Birey ancak iktidarların varlığını tehdit etmeyecek oranda özgür, iktidar da düzenin
devamını sağlayacak oranda güçlü olmalıdır. Michel Foucault
Özgürlük Nedir
Başlangıç sorusu özgürlük nedir olunca, yazacak şey bulmak, uçsuz bucaksız bir kara parçasında toz zerresine rastlamak kadar çok kolaydır. Zira özgürlük kavramı, kendi sınırlarını aşkın, hayatın her alanına yaygın geniş bir zemine dayanmaktadır. Zamana, kişiye, ihtiyaca, şartlara, ekonomik ve sosyal konuma göre değişiklik gösterir. Her türlü dış etkiden bağımsız olarak insanın kendi iradesine, kendi düşüncesine dayanarak karar vermesi durumundan başlayarak hürriyet kavramının bütün boyutlarıyla içini dolduran özgürlük; aynı zamanda herhangi bir kısıtlamaya, zorlamaya bağlı olmaksızın düşünme veya davranma, herhangi bir şarta bağlı olmama durumu, serbesti anlamına gelmektedir. Esasen de herhangi bir kısıtlamaya, her türden zorlamaya bağlanmayan ve hiçbir şeyi tehdit etme aracına yahut amacına dönüşmeyen bir mefhumdur özgürlük. Bu nedenlerle de duyumsanan ve kapsamlı bir özgürlüğün en çok zorlanacağı alan; belki de zamanımızı, tercihlerimizi ve kendimizi serbestçe yönetme bağlamıdır.

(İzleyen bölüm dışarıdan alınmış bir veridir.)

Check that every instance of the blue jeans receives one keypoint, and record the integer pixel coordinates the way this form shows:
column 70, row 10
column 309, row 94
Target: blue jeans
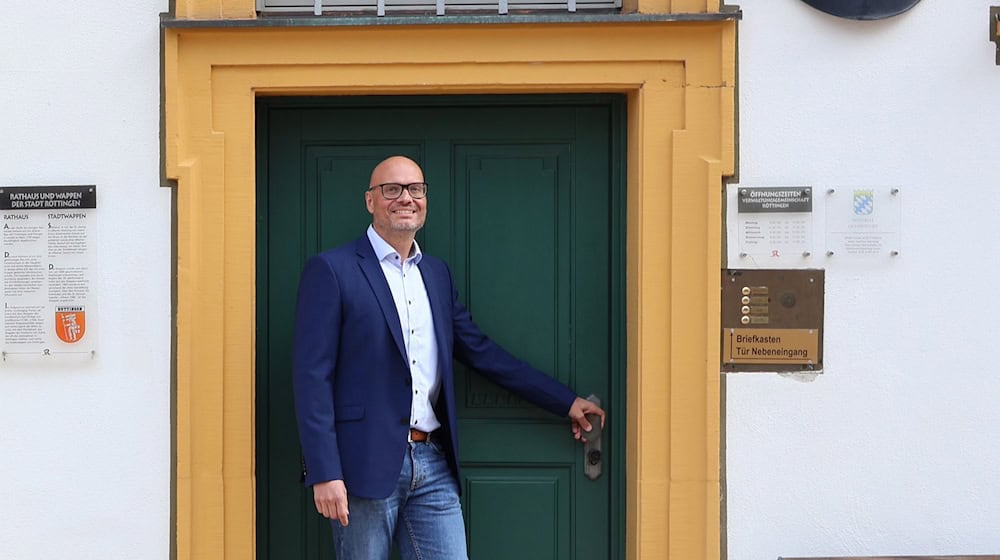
column 423, row 514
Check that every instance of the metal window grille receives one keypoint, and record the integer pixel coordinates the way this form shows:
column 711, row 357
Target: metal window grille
column 439, row 7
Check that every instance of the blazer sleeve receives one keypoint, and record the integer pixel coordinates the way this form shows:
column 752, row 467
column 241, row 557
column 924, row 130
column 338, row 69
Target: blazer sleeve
column 314, row 361
column 476, row 350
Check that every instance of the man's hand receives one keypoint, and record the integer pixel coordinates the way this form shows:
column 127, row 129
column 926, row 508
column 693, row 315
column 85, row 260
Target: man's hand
column 578, row 414
column 331, row 500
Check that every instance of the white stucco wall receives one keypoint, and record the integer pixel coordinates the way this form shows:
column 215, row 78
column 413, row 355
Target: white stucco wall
column 85, row 446
column 894, row 449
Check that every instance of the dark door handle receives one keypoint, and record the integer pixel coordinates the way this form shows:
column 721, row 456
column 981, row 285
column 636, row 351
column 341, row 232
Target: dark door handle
column 593, row 460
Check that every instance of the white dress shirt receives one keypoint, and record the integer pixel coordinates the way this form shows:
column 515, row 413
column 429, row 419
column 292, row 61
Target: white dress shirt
column 417, row 324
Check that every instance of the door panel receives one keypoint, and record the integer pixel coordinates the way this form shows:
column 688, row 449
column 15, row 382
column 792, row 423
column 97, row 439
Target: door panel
column 520, row 204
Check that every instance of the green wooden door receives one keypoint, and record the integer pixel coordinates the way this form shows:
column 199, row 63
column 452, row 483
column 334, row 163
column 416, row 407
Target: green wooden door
column 525, row 204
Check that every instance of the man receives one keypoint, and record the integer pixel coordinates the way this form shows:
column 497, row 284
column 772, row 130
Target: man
column 377, row 325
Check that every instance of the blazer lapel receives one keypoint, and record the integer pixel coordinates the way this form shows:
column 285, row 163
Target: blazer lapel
column 376, row 279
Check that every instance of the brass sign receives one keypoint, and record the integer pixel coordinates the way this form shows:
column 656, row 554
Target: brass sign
column 770, row 346
column 772, row 320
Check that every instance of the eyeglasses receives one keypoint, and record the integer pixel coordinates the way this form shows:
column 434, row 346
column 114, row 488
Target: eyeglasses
column 392, row 191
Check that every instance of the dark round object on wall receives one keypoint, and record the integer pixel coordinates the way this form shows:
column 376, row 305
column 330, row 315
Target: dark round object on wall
column 863, row 9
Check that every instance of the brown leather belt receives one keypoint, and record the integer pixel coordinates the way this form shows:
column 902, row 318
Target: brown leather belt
column 418, row 436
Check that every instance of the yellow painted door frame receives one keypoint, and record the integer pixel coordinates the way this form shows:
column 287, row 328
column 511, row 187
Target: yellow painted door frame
column 679, row 77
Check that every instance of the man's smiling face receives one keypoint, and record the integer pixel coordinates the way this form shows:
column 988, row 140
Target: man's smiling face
column 404, row 213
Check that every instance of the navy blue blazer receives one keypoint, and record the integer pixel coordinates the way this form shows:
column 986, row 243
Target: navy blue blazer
column 352, row 382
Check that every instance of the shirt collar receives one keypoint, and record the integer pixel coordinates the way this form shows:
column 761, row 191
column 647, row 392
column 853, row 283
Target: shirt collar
column 383, row 250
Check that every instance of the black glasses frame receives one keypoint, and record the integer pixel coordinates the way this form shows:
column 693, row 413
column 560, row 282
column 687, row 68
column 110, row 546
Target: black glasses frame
column 403, row 187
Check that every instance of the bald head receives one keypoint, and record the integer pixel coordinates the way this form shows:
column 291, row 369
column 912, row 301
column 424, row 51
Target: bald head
column 396, row 169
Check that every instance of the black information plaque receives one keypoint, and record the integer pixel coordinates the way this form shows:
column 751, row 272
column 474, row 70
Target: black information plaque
column 67, row 197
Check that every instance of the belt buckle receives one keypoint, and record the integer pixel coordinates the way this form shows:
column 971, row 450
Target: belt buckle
column 426, row 436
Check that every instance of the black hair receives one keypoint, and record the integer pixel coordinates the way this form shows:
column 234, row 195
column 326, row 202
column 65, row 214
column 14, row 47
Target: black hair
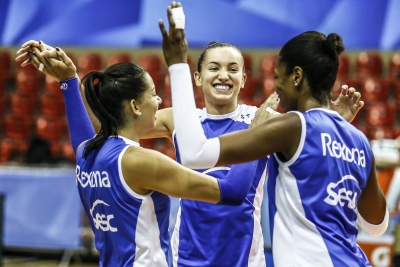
column 115, row 85
column 212, row 45
column 318, row 56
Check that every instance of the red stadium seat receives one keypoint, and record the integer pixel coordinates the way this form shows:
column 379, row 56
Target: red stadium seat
column 152, row 63
column 368, row 63
column 18, row 127
column 5, row 61
column 49, row 127
column 380, row 132
column 52, row 86
column 23, row 104
column 118, row 57
column 268, row 86
column 3, row 103
column 344, row 65
column 3, row 82
column 394, row 66
column 248, row 63
column 396, row 87
column 267, row 65
column 28, row 82
column 10, row 146
column 88, row 62
column 374, row 89
column 52, row 104
column 379, row 114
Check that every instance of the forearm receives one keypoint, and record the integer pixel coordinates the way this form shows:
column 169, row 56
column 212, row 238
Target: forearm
column 236, row 185
column 195, row 149
column 95, row 122
column 79, row 125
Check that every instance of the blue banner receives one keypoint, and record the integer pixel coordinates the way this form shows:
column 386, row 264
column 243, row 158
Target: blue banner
column 266, row 24
column 42, row 208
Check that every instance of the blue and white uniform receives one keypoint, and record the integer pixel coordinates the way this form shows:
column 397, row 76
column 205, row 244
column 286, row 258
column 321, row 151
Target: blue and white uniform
column 206, row 234
column 312, row 196
column 130, row 229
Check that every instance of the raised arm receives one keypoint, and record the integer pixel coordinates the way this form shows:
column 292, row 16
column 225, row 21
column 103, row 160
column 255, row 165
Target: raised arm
column 373, row 216
column 62, row 69
column 196, row 150
column 348, row 103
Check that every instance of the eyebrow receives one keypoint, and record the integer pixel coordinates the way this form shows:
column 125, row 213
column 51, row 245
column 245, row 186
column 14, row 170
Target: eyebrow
column 216, row 63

Olanca etkisiyle ve hissettirdikleriyle insan hayatının bütün aşamalarını kaplayan özgürlük, belki de insanın en çok zamanını serbestçe yönetmesidir. Köşeli bir ifadeyle belirtmek gerekirse, kendimizi, tercihlerimizi ve zamanımızı yönetmeyi kapsamayan özgürlük, gerçek özgürlük değildir. Özgürlük kaplamı ve sınırları bağlamında, özgürlük üstüne yazılan kitaplardan biri olan ve John Stuart Mill’in 1859 yılından basılan Hürriyet Üstüne isimli denemesi, kapsamı ve içeriği yönünden önerilen eserlerdendir. Adı geçen denemede, çoğunluk adı altında, azınlıkta kalan düşüncelerin bastırılmasından duyulan kaygı dillendirilmekte ve mutlak karışmamak (müdahale etmemek) anlayışı ortaya konmaktadır. Stuart Mill’in yurttaşı olan ve Amerika’da çoğunluğun sınırsız gücünün halkın düşünceleri, ulusun karakteri ve kamu yönetimi üzerindeki etkilerini çözümlemeye çalışan Fransız yazar ve hukukçu Alexis de Tocqueville ise, modern demokrasilerin ayırıcı özelliği olan eşitlik tutkusunun, özgürlüğü tehdit eder hale gelebileceğini ve sonunun çoğunluğun tiranlığına varabileceğini ileri sürer.
Yazar, gözlemleri sonucunda, Amerika’da çoğunluğun sahip olduğu sınırsız güç karşısında; yasama meclisinde, yargıda, kamu idaresinde meydana gelebilecek zorbalıkları eleştirirken çoğunluğun zorbalığı şeklinde adlandırdığı demokrasinin niceliğe atfettiği sınırsız güç karşısında azınlığın durumunu sorguluyor. Çoğunluğa sunulan bu mutlaklık karşısında farklı düşünme ve bunu ifade etmenin güçlüğüne vurgu yapıyor. Fransız yazar, adeta çoğunluğun kendine duyduğu hayranlıkla yaşadığından, çoğunluk olmaktan mutluluk duyduğundan bahsediyor. Özetle hem yazara hem de pek çok sosyoloji ve felsefe insanına göre, bir yerde şu ya da bu nedenle, bundan ya da şundan dolayı demokrasi, çoğunluğun zorbalığına dönüşüyorsa, hiç kuşku olmasın ki o yerde özgürlük boğuluyor, tık nefes ediliyor.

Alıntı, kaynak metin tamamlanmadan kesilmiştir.